The defense tried to answer loud and clear that it’s ready to play football.

Virginia held the Tribe to 183 yards total offense, the first time the Cavaliers have held an opponent to less than 200 yards since the last time they played William & Mary in 2019 (193 yards). Plus it was UVA’s first regular season shutout since 2003 (27-0 over Duke). The last shutout came in the 2018 Belk Bowl, a 28-0 win over favored South Carolina.

“We did a really nice job with our perimeters and our depth and so everything was inside and in the front end,” Mendenhall said. “We tackled well for an opening game. We didn’t tackle much in fall camp, working to keep our depth as healthy as possible for a long season.

“That was a little bit of an unknown, except we had experienced players, so I was hoping we would see that and it looked like it was the right call.”

UVA started four seniors in the secondary, corners Darrius Bratton and Nick Grant, and safeties Joey Blount and De’Vante Cross. Backing up those veterans and getting playing time were three juniors: Anthony Johnson, Antonio Clary and Coen King, along with redshirt freshman corner Elijah Gaines.

They held W&M quarterback Darius WIlson to a 9 for 15 night passing for 83 yards. Backup Chase Hart completed his lone throw for six yards. Still, the longest two passes went for 19 and 20 yards, almost half the Tribe’s passing totals on those two completions alone.

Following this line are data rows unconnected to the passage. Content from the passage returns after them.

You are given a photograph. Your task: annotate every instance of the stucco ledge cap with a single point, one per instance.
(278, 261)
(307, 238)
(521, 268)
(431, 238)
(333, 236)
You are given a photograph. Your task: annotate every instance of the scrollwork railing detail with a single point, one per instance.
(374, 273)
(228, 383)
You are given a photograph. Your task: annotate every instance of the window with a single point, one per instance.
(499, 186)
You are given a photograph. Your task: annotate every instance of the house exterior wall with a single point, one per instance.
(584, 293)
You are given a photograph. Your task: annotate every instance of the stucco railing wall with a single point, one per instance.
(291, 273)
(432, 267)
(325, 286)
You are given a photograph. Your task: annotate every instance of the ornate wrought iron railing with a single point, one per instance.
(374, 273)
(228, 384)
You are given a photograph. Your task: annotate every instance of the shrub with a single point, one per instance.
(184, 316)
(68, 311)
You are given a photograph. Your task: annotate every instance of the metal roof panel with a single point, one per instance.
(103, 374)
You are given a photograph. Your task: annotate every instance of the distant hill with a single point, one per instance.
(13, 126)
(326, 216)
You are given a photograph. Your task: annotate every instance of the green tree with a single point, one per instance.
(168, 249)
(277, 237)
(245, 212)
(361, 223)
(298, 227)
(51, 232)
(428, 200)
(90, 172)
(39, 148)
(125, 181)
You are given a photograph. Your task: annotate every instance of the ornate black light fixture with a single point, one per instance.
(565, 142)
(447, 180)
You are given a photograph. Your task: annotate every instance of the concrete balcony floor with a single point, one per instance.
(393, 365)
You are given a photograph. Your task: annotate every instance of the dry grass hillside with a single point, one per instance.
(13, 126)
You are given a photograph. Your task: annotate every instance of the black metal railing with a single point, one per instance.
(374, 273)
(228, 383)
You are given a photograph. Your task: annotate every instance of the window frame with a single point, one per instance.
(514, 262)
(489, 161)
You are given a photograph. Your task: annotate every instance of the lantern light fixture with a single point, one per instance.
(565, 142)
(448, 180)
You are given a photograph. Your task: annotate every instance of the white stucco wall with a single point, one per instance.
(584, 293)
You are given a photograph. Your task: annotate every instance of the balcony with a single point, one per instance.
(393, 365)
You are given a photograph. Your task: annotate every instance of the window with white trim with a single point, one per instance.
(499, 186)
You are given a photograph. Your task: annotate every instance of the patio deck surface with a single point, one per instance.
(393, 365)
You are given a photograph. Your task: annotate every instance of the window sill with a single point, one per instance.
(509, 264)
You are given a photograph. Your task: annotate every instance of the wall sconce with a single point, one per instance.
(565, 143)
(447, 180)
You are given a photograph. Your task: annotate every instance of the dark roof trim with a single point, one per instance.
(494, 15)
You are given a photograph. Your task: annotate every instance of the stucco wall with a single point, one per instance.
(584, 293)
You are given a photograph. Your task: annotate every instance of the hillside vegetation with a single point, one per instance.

“I think I can ready more into it than maybe what’s being presented,” Mendenhall said. “I mean there’s a lot of work that goes into fall camp and a lot of work preparing for an opponent and a lot of execution just to play a football game.

“I saw enough to be encouraged, and I thought our leverage and our tackling was strong. So yeah, I thought it was a really nice start for the secondary.”

UVA’s pass rush generated five quarterback hurries, but only one sack (Mandy Alonso), against a mobile quarterback. No interceptions, and no pass breakups, which is an unusual number for a game that ended in a rout. There was only one forced fumble, but W&M recovered its own drop.

“I really think our communication was really good,” said free safety Blount, one of the team’s super seniors. “What we saw all through the week with our reads and the formations [W&M] gave, I think [the secondary] did a really good job adjusting their effort to the ball.

“I really do think that the team that we were at the end of last year, as a secondary, to this year is like night and day. I truly believe that I think today was a good outing for us all. I think there’s things that we need to go back to the chalkboard and talk about and really get better at though.”

Mike London’s offense averaged but 2.5 yards per rush and the Tribe managed to convert only 3 of 14 third down opportunities (1 of 1 on fourth down).

Linebacker Nick Jackson led the Wahoos in tackles with 12 (four solo, eight assists), while Blount had eight (five solo). Noah Taylor and Hunter Stewart posted six each.

Blount said he was a little concerned but not too worried about the tackling heading into the season after the new strategy of not tackling to the ground in fall camp.

“I was confident in myself with tackling,” Blount said. “First game of the year, a high amount of jitters, everyone’s excited. Some people missed a couple tackles here and there but I wasn’t too worried for the defensive sake. I think everyone was  really locked in, making sure we’re really good tacklers.”